SkyReels-V2-14B-540P FP8-E5M2 Quantized Models

This repository contains FP8-E5M2 quantized versions of the Skywork SkyReels-V2 14B 540P models, suitable for use with hardware supporting this precision (e.g., NVIDIA RTX 3090/40-series with torch.compile) and popular workflows like those in ComfyUI.

These models were quantized by phazei.

Original Models

These quantized models are based on the following original FP32 models from Skywork:

DF Variant: Skywork/SkyReels-V2-DF-14B-540P
T2V Variant: Skywork/SkyReels-V2-T2V-14B-540P

Please refer to the original model cards for details on their architecture, training, and intended use cases.

Quantization Details & Acknowledgements

The models were converted from their original FP32 sharded format to a mixed-precision format. The specific layers quantized to FP8-E5M2 (primarily weight layers within attention and FFN blocks, while biases and normalization layers were kept in FP32) were identified by analyzing the FP8 quantized models provided by Kijai from his repository Kijai/WanVideo_comfy.

This conversion process replicates the quantization pattern observed in Kijai's converted files to produce these FP8-E5M2 variants. Many thanks to Kijai for sharing his quantized models, which served as a clear reference for this work and benefit the ComfyUI community.

The conversion was performed using PyTorch and safetensors. The scripts used for downloading the original models and performing this conversion are included in the scripts/ directory of this repository.
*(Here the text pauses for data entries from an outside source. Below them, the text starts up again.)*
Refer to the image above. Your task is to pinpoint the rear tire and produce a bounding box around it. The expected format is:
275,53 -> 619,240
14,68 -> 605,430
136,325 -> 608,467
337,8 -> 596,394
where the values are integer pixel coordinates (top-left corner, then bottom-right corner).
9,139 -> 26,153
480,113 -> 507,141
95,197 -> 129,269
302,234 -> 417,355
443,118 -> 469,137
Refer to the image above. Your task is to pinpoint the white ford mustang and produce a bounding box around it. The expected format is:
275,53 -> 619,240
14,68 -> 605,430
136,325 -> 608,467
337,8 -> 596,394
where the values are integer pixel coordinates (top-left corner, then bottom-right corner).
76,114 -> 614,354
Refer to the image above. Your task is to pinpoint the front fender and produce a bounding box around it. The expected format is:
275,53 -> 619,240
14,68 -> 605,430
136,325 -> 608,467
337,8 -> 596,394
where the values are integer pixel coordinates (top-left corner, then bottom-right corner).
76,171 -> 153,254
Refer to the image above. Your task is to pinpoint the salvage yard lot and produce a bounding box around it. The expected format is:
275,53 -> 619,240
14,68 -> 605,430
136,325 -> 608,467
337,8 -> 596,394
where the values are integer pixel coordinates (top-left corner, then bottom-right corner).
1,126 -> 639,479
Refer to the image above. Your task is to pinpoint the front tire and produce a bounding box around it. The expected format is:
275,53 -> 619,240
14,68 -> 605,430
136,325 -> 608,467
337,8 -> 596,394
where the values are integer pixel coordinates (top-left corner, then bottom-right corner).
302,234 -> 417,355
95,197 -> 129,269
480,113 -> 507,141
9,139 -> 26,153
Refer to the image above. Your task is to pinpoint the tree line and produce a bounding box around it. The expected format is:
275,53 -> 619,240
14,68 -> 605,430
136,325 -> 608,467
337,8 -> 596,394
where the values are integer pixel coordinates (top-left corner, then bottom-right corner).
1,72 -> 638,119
Key characteristics of the quantized models:

Precision: Mixed (FP32, FP8-E5M2, U8 for metadata)
Target FP8 type: torch.float8_e5m2
Compatibility: Intended for use with PyTorch versions supporting torch.float8_e5m2 and torch.compile. Well-suited for ComfyUI workflows that can leverage these models.

Files in this Repository

SkyReels-V2-DF-14B-540P-fp8e5m2.safetensors: The quantized DF variant (single file).
SkyReels-V2-T2V-14B-540P-fp8e5m2.safetensors: The quantized T2V variant (single file).
scripts/: Contains Python scripts for downloading original models and performing the quantization.
- model_download.py
- convert_to_fp8e5m2.py
- merge_fp8_shards.py
- safetensors_info.py
README.md: This model card.

Disclaimer

This is a community-contributed quantization. While efforts were made to maintain model quality by following an established quantization pattern, performance may differ from the original FP32 models or other quantized versions. Use at your own discretion.

Acknowledgements

Skywork AI for releasing the original SkyReels models.
Kijai for providing the quantized model versions that served as a reference for the quantization pattern applied in this repository.